A ACHA DE GUERRA

Na minha colecção de livros de aventuras, policiais, ficção científica, westerns (e não só), tenho alguns que (re) leio sempre com especial prazer. Um deles, intitulado “A Acha de Guerra”, é “a história autêntica e fascinante da luta das tribos peles- -vermelhas pela sua independência”, como vem anunciado na própria capa.

Este volume, com o nº 2, faz parte de uma célebre colecção juvenil de origem francesa, a Marabout Júnior, publicada em Portugal pela Editora Ulisseia, de boa memória, ainda muito activa na segunda metade do século XX.

Embora a colecção fosse maioritaria- mente dedicada às aventuras de Bob Morane, emblemática personagem criada pelo escritor Henri Vernes (e que passou à Banda Desenhada com igual êxito, tendo alguns álbuns publicados em Portugal), abordou também temas diversos, sobretudo relatos de natureza histórica e científica, “através da vida, da história, do universo, e das técnicas de hoje e amanhã”, dentro dos quais se insere “A Acha de Guerra”.

Com uma magnífica capa de Pierre Joubert e ilustrações de Dino Attanasio (num estilo realista que não era o seu forte, embora tenha desenhado algumas aventuras de Bob Morane), este livro da autoria de um desconhecido Jacques Seyr descreve os principais acontecimentos da luta pela conquista do Oeste americano, quando milhares de emigrantes vindos da Europa e de outras partes do mundo (até da Ásia) chegaram ao novo continente.

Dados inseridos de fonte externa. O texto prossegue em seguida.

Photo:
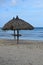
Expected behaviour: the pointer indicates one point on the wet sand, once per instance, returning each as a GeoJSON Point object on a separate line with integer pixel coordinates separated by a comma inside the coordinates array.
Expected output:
{"type": "Point", "coordinates": [24, 53]}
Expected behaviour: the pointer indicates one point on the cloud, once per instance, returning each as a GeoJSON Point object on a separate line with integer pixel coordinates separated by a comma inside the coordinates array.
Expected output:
{"type": "Point", "coordinates": [13, 2]}
{"type": "Point", "coordinates": [8, 2]}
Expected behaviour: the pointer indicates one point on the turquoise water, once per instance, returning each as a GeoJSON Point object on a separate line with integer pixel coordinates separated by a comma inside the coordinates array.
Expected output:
{"type": "Point", "coordinates": [36, 34]}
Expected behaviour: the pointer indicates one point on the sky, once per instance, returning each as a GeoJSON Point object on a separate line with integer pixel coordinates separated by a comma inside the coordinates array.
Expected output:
{"type": "Point", "coordinates": [29, 10]}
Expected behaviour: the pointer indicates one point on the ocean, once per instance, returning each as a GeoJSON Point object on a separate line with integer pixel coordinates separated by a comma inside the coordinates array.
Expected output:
{"type": "Point", "coordinates": [35, 34]}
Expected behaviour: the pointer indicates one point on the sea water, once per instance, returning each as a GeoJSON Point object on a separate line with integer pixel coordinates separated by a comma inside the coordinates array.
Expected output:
{"type": "Point", "coordinates": [35, 34]}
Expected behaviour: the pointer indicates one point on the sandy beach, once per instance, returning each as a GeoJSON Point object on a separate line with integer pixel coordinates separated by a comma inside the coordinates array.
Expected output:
{"type": "Point", "coordinates": [24, 53]}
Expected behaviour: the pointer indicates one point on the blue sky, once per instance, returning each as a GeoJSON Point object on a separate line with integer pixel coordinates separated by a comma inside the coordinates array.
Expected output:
{"type": "Point", "coordinates": [28, 10]}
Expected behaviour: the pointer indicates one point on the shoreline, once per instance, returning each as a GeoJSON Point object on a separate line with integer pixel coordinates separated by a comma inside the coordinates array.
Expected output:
{"type": "Point", "coordinates": [14, 42]}
{"type": "Point", "coordinates": [24, 53]}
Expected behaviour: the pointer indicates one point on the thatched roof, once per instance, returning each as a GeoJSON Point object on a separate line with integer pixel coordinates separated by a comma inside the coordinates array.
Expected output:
{"type": "Point", "coordinates": [17, 24]}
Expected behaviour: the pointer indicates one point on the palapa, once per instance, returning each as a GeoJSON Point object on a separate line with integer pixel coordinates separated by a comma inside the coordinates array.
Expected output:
{"type": "Point", "coordinates": [17, 24]}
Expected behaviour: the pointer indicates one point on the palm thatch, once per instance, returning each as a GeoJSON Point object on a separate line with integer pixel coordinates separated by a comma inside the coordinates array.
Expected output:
{"type": "Point", "coordinates": [17, 24]}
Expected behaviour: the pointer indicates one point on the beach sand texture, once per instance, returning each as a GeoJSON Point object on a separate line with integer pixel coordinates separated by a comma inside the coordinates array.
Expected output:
{"type": "Point", "coordinates": [24, 53]}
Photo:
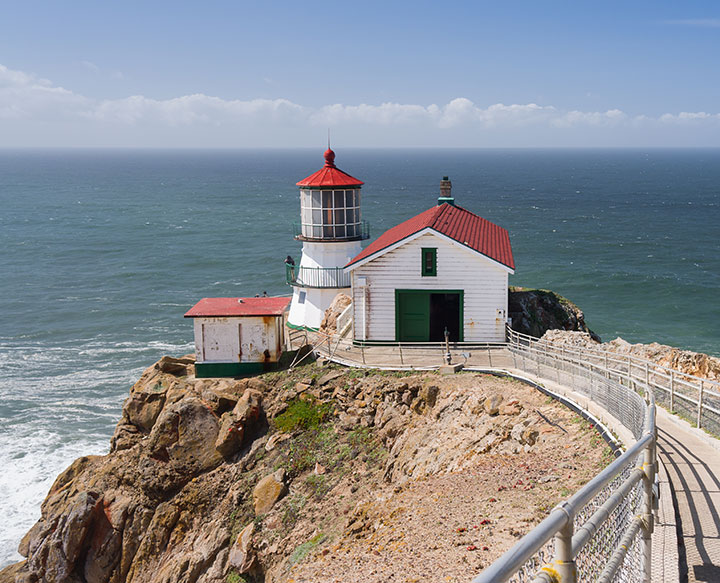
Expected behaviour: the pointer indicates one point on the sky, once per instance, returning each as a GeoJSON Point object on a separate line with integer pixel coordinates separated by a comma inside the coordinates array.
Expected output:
{"type": "Point", "coordinates": [83, 73]}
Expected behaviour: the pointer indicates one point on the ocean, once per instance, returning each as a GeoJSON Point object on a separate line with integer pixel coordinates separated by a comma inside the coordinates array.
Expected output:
{"type": "Point", "coordinates": [104, 250]}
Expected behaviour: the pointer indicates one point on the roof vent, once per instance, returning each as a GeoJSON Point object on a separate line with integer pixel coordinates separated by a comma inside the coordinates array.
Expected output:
{"type": "Point", "coordinates": [446, 192]}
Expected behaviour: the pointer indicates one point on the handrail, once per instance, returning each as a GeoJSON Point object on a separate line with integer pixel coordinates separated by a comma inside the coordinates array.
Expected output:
{"type": "Point", "coordinates": [610, 497]}
{"type": "Point", "coordinates": [613, 509]}
{"type": "Point", "coordinates": [692, 397]}
{"type": "Point", "coordinates": [317, 277]}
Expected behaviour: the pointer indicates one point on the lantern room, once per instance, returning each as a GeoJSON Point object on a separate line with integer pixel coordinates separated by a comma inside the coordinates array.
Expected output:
{"type": "Point", "coordinates": [330, 205]}
{"type": "Point", "coordinates": [331, 229]}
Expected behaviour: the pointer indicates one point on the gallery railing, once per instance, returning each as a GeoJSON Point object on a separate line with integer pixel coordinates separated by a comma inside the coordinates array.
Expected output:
{"type": "Point", "coordinates": [320, 277]}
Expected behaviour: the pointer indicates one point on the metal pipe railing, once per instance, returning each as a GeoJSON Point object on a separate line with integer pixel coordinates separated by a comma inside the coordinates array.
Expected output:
{"type": "Point", "coordinates": [603, 532]}
{"type": "Point", "coordinates": [572, 532]}
{"type": "Point", "coordinates": [694, 398]}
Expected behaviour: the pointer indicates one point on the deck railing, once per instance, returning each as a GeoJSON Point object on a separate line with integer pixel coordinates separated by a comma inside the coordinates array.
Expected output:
{"type": "Point", "coordinates": [693, 398]}
{"type": "Point", "coordinates": [603, 532]}
{"type": "Point", "coordinates": [320, 277]}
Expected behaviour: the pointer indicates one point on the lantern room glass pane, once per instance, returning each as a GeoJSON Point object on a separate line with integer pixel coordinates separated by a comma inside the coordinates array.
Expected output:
{"type": "Point", "coordinates": [307, 215]}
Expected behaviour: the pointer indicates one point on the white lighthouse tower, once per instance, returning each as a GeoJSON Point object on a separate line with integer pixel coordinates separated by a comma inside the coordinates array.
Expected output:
{"type": "Point", "coordinates": [331, 230]}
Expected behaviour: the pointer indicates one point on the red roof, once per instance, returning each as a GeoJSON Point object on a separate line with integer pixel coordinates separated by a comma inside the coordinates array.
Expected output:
{"type": "Point", "coordinates": [329, 175]}
{"type": "Point", "coordinates": [452, 221]}
{"type": "Point", "coordinates": [222, 307]}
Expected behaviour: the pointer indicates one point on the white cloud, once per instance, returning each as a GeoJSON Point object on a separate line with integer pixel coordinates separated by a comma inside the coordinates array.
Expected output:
{"type": "Point", "coordinates": [699, 22]}
{"type": "Point", "coordinates": [34, 111]}
{"type": "Point", "coordinates": [90, 66]}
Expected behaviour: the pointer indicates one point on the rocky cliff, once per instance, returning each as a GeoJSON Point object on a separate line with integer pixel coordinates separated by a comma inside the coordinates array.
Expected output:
{"type": "Point", "coordinates": [319, 474]}
{"type": "Point", "coordinates": [535, 311]}
{"type": "Point", "coordinates": [694, 363]}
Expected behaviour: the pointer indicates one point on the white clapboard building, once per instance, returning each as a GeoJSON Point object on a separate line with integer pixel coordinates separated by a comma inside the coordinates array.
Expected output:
{"type": "Point", "coordinates": [446, 268]}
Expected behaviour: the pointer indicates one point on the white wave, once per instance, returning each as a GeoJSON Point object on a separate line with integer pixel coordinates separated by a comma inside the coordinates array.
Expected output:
{"type": "Point", "coordinates": [31, 459]}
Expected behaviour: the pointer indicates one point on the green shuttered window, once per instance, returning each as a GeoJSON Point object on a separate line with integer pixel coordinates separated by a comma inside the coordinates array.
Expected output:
{"type": "Point", "coordinates": [429, 261]}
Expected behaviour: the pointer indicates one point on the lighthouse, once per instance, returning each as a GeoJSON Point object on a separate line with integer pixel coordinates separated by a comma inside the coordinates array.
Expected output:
{"type": "Point", "coordinates": [331, 229]}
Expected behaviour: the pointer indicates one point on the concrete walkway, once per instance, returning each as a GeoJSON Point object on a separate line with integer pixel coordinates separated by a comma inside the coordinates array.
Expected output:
{"type": "Point", "coordinates": [692, 460]}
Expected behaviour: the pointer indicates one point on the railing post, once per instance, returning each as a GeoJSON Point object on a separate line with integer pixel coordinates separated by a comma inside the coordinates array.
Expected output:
{"type": "Point", "coordinates": [672, 391]}
{"type": "Point", "coordinates": [647, 517]}
{"type": "Point", "coordinates": [702, 387]}
{"type": "Point", "coordinates": [564, 564]}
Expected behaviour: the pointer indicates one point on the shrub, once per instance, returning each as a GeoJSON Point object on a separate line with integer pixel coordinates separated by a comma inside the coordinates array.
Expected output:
{"type": "Point", "coordinates": [302, 414]}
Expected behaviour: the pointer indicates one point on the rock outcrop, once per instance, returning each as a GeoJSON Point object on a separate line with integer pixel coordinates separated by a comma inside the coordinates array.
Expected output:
{"type": "Point", "coordinates": [535, 311]}
{"type": "Point", "coordinates": [338, 305]}
{"type": "Point", "coordinates": [693, 363]}
{"type": "Point", "coordinates": [208, 480]}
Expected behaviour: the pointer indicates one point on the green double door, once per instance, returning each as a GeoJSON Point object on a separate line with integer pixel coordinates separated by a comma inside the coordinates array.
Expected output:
{"type": "Point", "coordinates": [423, 315]}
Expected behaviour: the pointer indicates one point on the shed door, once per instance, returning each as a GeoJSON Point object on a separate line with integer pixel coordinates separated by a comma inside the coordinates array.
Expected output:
{"type": "Point", "coordinates": [221, 342]}
{"type": "Point", "coordinates": [413, 317]}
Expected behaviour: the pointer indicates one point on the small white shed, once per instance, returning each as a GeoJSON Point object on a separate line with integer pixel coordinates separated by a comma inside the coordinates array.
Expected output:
{"type": "Point", "coordinates": [237, 336]}
{"type": "Point", "coordinates": [444, 268]}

Desde a invasão das grandes planícies, onde viviam tribos aguerridas  como os Sioux, os Cheyennes e os Arapahoes, chefiados por Sitting Bull, Crazy Horse, Red Cloud, Gal e outros guerreiros de lendária fama, que foram rechaçadas dos seus territórios de caça depois da descoberta de ouro nas Black Hills (Colinas Negras), ocupadas pelos Sioux, até à sangrenta e longa guerra com os índios dos desertos do sudoeste, Navajos, Comanches, Apaches e outros, que opuseram feroz resistência  aos seus inimigos, guiados por chefes como Cochise e Geronimo, esta obra abarca 50 anos de história do Oeste americano, dando-nos um completo e apaixonante panorama do que foi essa heróica epopeia, mas pondo a tónica na desenfreada cobiça e ambição dos homens brancos, que usaram todos os subterfúgios para enganar e atraiçoar os índios, obrigando-os a desenterrar o machado de guerra sempre que os tratados de paz, que ingenuamente tinham celebrado com oficiais como Custer, Crook e Sheridan, eram violados ou reduzidos a letra morta.

O livro, traduzido por Roby Amorim, com um posfácio de Bernard  Hereuvelmans intitulado “O que são hoje os índios”, faz também  referência a um intrépido batedor de Fort Kearney, no Wyoming, chamado John Philips, por alcunha “Portuguee”, pois era descendente de colonos portugueses. Sozinho, no meio de uma terrível tempestade de neve, esse heróico soldado enfrentou todos os perigos, durante 250 milhas, para chegar ao Forte Laramie em busca de socorro para os seus camaradas de Forte Kearney, cercados pelos índios. E o seu extraordinário feito valeu-lhe ficar também na história do Oeste americano…  (J.M.)